Q&A with Andres Rodriguez of Nasuni - Page 2
First, let’s take what the cloud does well. Data is offsite, protecting it from disasters that affect your local infrastructure, and, thanks to the highly redundant nature of the cloud architecture, data is constantly replicated to different physical locations throughout the cloud. The data is safe and does not need to be backed up anywhere else. Finally, the cloud has virtually unlimited capacity. Put together, this means that IT no longer needs to back up the file server nor does it need to constantly keep an eye on capacity and buy new disks to increase it.
The cloud also poses challenges to small to medium enterprises (SMEs). Without help, SMEs will find customer service at the larger cloud providers lacking because they are geared toward serving very large Web businesses. The IT director for a 500 employee company will find it difficult to raise someone on the phone at the cloud provider to troubleshoot problems.
Speed is also an issue, and those who expect to continually pull data straight from the cloud will not see local-like performance. And for those organizations such as law firms that need to ensure that deleted data is completely irrevocable, the cloud’s redundant architecture makes this kind of secure deletion tricky.
Nasuni deals with all of these issues for SMEs. We handle the relationship with the cloud provider, our patent-pending intelligent caching technology provides the local-like performance users will expect, and we have developed a reliable and secure way to irrevocably delete files from the cloud.
VSM: As you mentioned, dealing with a large cloud storage providers like Amazon or Microsoft can be tricky for a mid-sized enterprise. How does Nasuni help manage that relationship for its customers?
AR: For mid-sized enterprises that work directly with large cloud service providers for file-server storage, customer service is sorely lacking. Because Amazon and others cater to large Web-based businesses like Facebook or Zynga, IT directors at mid-sized enterprises are largely on their own should they run into issues with their data in the cloud. For instance, as I alluded to earlier, one of the biggest advantages of the cloud is that the inherent scalability of its architecture makes backing up data unnecessary. Without the kind of fail-safes that a company like Nasuni provides, IT either has to forego this advantage or live with the possibility that files may be accidentally deleted by employees. A large cloud provider will not be much help to a mid-sized enterprise who needs to recover accidentally deleted data.
Nasuni provides a safe, accessible way of storing and protecting local data in the cloud, and it manages all aspects of the relationship with the cloud provider, giving the customer a single point of contact, a single invoice, and a simple start-up experience.

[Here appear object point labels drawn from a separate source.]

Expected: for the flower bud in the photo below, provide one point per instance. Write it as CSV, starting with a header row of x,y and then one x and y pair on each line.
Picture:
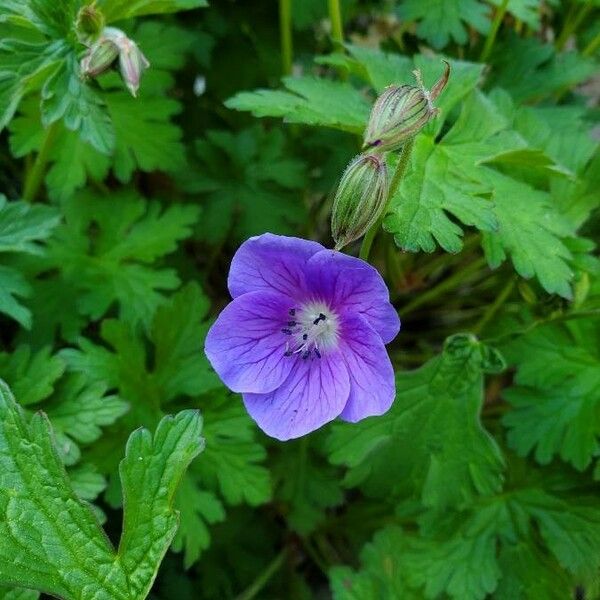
x,y
89,23
401,112
132,61
99,57
360,198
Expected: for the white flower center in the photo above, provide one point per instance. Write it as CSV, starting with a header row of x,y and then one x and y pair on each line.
x,y
311,329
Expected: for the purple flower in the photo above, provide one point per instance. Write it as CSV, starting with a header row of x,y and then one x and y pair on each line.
x,y
303,339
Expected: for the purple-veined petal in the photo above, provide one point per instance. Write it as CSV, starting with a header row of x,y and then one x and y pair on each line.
x,y
372,385
351,285
273,263
315,393
246,346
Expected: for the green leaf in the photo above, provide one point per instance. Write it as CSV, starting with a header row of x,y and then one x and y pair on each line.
x,y
380,576
532,236
231,470
13,285
308,100
527,11
83,409
23,227
129,235
531,70
125,134
432,438
556,412
233,456
179,367
440,21
115,10
460,554
305,485
18,594
250,185
446,177
32,376
45,525
23,64
66,96
198,509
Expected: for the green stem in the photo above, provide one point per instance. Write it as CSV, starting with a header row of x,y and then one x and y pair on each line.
x,y
491,311
335,16
285,29
571,25
36,175
403,161
592,46
491,38
263,578
442,287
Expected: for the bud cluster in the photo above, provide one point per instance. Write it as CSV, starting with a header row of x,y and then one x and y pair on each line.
x,y
397,116
105,45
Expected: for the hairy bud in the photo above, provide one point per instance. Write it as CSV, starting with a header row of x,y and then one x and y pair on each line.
x,y
401,112
360,198
99,57
89,23
132,61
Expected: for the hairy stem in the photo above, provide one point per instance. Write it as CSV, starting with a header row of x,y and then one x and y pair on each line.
x,y
285,30
335,16
36,175
403,161
491,37
264,576
442,287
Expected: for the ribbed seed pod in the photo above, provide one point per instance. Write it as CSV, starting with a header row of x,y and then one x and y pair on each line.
x,y
360,198
400,113
99,57
89,23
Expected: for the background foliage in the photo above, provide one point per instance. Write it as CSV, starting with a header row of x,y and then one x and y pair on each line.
x,y
118,219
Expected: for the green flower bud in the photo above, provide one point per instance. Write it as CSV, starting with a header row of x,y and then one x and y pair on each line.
x,y
360,198
401,112
99,57
89,23
132,61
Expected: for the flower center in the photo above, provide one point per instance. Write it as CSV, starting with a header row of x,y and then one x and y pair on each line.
x,y
311,329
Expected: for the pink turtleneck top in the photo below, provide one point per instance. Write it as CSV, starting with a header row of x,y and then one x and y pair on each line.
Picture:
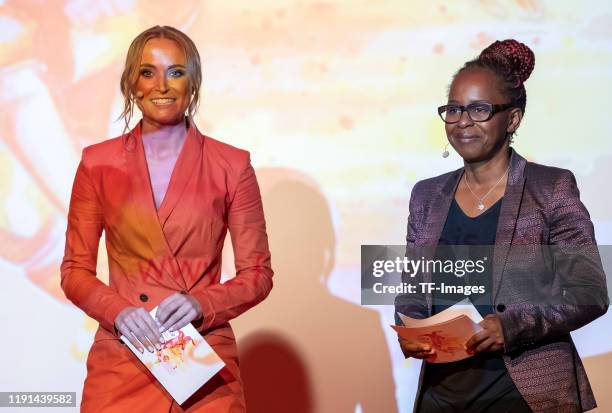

The key to this is the Nasuni Filer, which is a NAS-like virtual software appliance that links the local area network securely through the Internet to a cloud provider or providers of the customer’s choice.
VSM: How does a (cloud gateway) provider like Nasuni help alleviate customer fears about storing data in the cloud with all of this consolidation, especially in the wake of recent, high-profile cloud outages?
AR: Nasuni delivers services that enhance the customer’s cloud experience, shielding the customer from any disruption on the back-end.